L’intelligence : outil capable de fabriquer des véhicules dits écologiques ne pouvant être conduits que par des individus dont le bilan carbone personnel est tel que ces voitures, puisqu’elles existent, devraient leur être offertes. Véhicules dont le gabarit n’a d’égal que l’égo des acquéreurs et la passion du dollar de son créateur. Cerise sur le capot, le modeste contribuable paye l’énergie de Monsieur.

Courage : capacité à concevoir la mort sur plan et dessiner les armes aux frappes chirurgicales, l’excellence de la boucherie, l’aloyau du fusil-mitrailleur. En martelant que « si c’est pas moi, ce sont les autres » et en n’oubliant pas, ce soir, en quittant le bureau, de passer au marché pour prendre du pain, du beurre et les nouilles. Faire carrière en envoyant les moins chanceux crever au nom des idées de ceux qui paradent ; au nom des peureux de salons, des gradés du petit four, des ratés de la diplomatie, des courageux de la bataille en pantoufles.

La quéquette représenterait parfaitement l’emblème du drapeau de cette intelligence qui flatte et de ce courage qui achève. Avec la taille de celle qui pense pouvoir pisser le plus loin. Mais, à bien y regarder de plus près, elle est si petite.

J’envisage d’autres définitions valorisantes du courage et de l’intelligence.

Elles se manifestent ça et là ; parfois. Remontent alors à la surface de manière éphémère la force de l’éducation, l’infini puissance de la négociation. L’écoute des envies de l’autre. Lutter contre sa propre jalousie , permettre à cet autre d’accéder à plus de confort en participant à ses réflexions, l’aider à résoudre ses dilemmes et solutionner, même partiellement, ses désaccords sont les plus belles expressions de l’intelligence et du courage mélangés. L’autre fera aussi les efforts nécessaires en échange.

Messieurs les Ministres, arrêtons d’être fier d’industrialiser les outils mortifères : ce seul sentiment de fierté ne fait qu’alimenter la compétition.

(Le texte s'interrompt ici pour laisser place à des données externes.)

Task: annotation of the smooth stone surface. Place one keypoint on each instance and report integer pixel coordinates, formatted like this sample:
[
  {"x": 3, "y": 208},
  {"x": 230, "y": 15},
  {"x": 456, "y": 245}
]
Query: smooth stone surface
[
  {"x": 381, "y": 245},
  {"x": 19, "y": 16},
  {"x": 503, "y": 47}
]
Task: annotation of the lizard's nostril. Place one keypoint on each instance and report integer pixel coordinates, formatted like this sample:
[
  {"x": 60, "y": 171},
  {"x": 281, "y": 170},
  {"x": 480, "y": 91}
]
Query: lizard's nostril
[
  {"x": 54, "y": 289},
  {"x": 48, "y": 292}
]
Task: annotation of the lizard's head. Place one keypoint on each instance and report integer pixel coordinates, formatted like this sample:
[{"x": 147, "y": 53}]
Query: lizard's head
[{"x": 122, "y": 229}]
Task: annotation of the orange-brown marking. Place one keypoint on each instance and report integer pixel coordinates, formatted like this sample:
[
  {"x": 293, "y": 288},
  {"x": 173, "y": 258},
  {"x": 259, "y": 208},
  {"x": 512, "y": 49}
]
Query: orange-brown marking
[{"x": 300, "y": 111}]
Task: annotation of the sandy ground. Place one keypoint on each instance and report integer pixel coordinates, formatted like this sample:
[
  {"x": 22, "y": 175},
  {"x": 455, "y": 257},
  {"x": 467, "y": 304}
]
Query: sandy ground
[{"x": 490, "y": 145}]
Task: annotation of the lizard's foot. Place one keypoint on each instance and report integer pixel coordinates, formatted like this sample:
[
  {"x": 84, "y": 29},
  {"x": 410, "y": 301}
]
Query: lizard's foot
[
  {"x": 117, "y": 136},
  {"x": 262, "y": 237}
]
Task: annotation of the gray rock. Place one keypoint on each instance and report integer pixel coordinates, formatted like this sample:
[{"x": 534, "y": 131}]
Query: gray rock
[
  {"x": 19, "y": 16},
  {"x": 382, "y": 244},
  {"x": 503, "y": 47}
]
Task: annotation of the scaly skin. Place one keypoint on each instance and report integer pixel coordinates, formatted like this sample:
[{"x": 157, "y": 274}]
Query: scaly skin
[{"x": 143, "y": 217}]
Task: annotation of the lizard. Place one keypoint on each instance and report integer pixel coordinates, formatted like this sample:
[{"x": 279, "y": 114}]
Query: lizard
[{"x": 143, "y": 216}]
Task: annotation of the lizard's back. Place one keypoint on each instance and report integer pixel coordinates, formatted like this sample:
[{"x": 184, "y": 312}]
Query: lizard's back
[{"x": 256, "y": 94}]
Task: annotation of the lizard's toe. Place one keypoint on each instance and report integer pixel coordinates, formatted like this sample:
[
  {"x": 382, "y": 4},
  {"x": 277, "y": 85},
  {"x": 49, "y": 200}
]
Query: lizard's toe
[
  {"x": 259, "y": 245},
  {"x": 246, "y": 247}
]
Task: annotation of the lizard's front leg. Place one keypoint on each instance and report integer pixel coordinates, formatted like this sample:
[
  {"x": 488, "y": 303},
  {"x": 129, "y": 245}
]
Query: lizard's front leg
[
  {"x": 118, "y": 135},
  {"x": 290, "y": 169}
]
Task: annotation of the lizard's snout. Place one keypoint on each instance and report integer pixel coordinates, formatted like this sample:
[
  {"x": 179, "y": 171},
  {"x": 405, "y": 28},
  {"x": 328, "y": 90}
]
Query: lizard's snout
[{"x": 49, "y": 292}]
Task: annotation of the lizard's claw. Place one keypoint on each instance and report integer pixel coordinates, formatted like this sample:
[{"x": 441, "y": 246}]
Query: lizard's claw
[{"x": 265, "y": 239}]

Condamnons, regrettons simplement le fait d’être obligé de les produire avant que les jours ne soient meilleurs.

Que l’homme ne devienne définitivement intelligent et courageux.

Je crains de ne plus être là pour le contempler.

EN PASSANT….VIII

.. Lu sur un site d’offre d’emplois  » Je suis à la recherche d’une personne sérieuse pour récupérer mes enfants à la sortie de l’Ecole. Rémunération 7-10 €/h (A négocier…) »….Quand on sait que nos enfants représentent ce que nous avons de plus cher….Le sérieux ne paye plus, ma petite dame ! 

Je me suis garé récemment à coté d’un camion qui était tellement rouillé que, en ouvrant les portières, j’ai veillé à ne pas les heurter. De peur que ma bagnole chope le tétanos.

L’argent n’est pas important. Quand on en a assez.